NBL training allows the astronauts to hone in on their skills and learn how to use the tools they will need during their spacewalk, practicing tasks dozens of times before ever leaving Earth. Likewise, this training offers crew members a chance to make sure their suit fits properly during all activities.
KBR also supported vacuum chamber events, where astronauts are placed into a vacuum test facility wearing a flight EMU. During these events, the astronauts are trained to assess the capabilities of high-fidelity space hardware. Similar to NBL training, both Graham and Zucconi were responsible for suit up sizing, adjustments and associated crew options.
Before any spacewalk, KBR supports an on-orbit fit verification with the astronauts on the space station to help identify problems before they arise, recommend what components to change and perform checks for anything out of the ordinary. During this fit verification exercise in space, the crew suits up, pressurizes the suit, and responds to the ground by reading a checklist and giving feedback regarding suit fit.

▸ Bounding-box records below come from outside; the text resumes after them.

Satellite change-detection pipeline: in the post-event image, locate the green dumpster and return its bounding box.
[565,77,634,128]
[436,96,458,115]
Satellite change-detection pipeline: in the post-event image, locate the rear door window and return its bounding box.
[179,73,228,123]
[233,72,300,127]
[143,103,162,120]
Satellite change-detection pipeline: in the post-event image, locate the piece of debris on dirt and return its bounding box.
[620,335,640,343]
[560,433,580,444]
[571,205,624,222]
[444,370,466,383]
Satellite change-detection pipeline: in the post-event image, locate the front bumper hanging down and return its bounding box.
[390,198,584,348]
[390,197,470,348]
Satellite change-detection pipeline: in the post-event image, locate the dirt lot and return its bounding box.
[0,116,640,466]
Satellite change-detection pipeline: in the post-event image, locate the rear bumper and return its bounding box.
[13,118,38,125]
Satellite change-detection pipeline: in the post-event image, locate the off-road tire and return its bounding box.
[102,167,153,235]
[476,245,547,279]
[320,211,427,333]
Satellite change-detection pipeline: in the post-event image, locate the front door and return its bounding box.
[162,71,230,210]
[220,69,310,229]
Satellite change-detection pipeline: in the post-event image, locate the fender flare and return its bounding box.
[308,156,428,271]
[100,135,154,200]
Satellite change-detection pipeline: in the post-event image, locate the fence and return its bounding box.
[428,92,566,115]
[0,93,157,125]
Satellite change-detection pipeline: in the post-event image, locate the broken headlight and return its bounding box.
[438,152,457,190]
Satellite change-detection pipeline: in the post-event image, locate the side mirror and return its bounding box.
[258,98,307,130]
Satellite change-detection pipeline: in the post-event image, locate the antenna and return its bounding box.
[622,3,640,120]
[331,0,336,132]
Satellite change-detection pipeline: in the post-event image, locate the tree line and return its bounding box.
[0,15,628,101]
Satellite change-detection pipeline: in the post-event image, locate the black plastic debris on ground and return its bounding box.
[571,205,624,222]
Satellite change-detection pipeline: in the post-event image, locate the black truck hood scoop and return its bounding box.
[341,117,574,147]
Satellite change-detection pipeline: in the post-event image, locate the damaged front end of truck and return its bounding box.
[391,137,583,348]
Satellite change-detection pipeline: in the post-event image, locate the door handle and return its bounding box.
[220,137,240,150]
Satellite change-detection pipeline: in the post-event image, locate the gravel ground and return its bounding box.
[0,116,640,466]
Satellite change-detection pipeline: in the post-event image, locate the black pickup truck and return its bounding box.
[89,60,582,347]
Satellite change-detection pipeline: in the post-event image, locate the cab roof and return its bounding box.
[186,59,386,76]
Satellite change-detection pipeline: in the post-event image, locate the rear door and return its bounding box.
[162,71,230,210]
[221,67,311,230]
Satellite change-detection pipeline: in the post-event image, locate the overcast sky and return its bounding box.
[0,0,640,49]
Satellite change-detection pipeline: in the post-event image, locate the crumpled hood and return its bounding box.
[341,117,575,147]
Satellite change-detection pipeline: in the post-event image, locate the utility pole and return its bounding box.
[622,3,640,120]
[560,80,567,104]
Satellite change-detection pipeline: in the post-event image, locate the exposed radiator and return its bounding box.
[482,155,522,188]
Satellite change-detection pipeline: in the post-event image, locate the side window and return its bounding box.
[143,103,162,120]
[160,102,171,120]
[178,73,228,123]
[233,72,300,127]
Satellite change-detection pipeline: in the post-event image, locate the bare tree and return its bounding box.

“We create a troubleshooting matrix for the Capsule Communicator (CAPCOM) to read back with any adjustments that may be needed due to spinal growth, or any other fit issues that weren’t expected on the ground,” Zucconi said.
Achieving an optimal suit fit takes time and experience, but it is also an interactive process that requires open communication between the crewmember and suit engineers.
“I have worked with several astronaut classes, starting in 1995, and this class is one of the most forthcoming with information regarding their suit fit,” Graham said. “This is extremely beneficial, as we can now ‘make a good fit, great’!”
During this historic spacewalk, the KBR team sat on-site at NASA’s Johnson Space Center in Houston as they normally do.
“We provide backroom support for mission control during real-time, EMU-related activities,” said KBR Lead Technical Point of Contact Manager Marques Lynch. “The EVA was a success and the women completed all assignments with no complications.”
Only 15 women have participated in a fraction of the 451 spacewalks throughout history. Reflecting on the important day, Zucconi noted how glad she was to be a part of this pioneering achievement.
“Women have been in space for a long time, but until now have completed spacewalks alongside men. I am so proud of these ladies, and very proud to be part of this effort,” she said.
“Throughout Christina and Jessica’s training, I have observed their hard work and dedication. It is exciting to have direct relationships with two female astronauts who made history – especially for women in STEM.”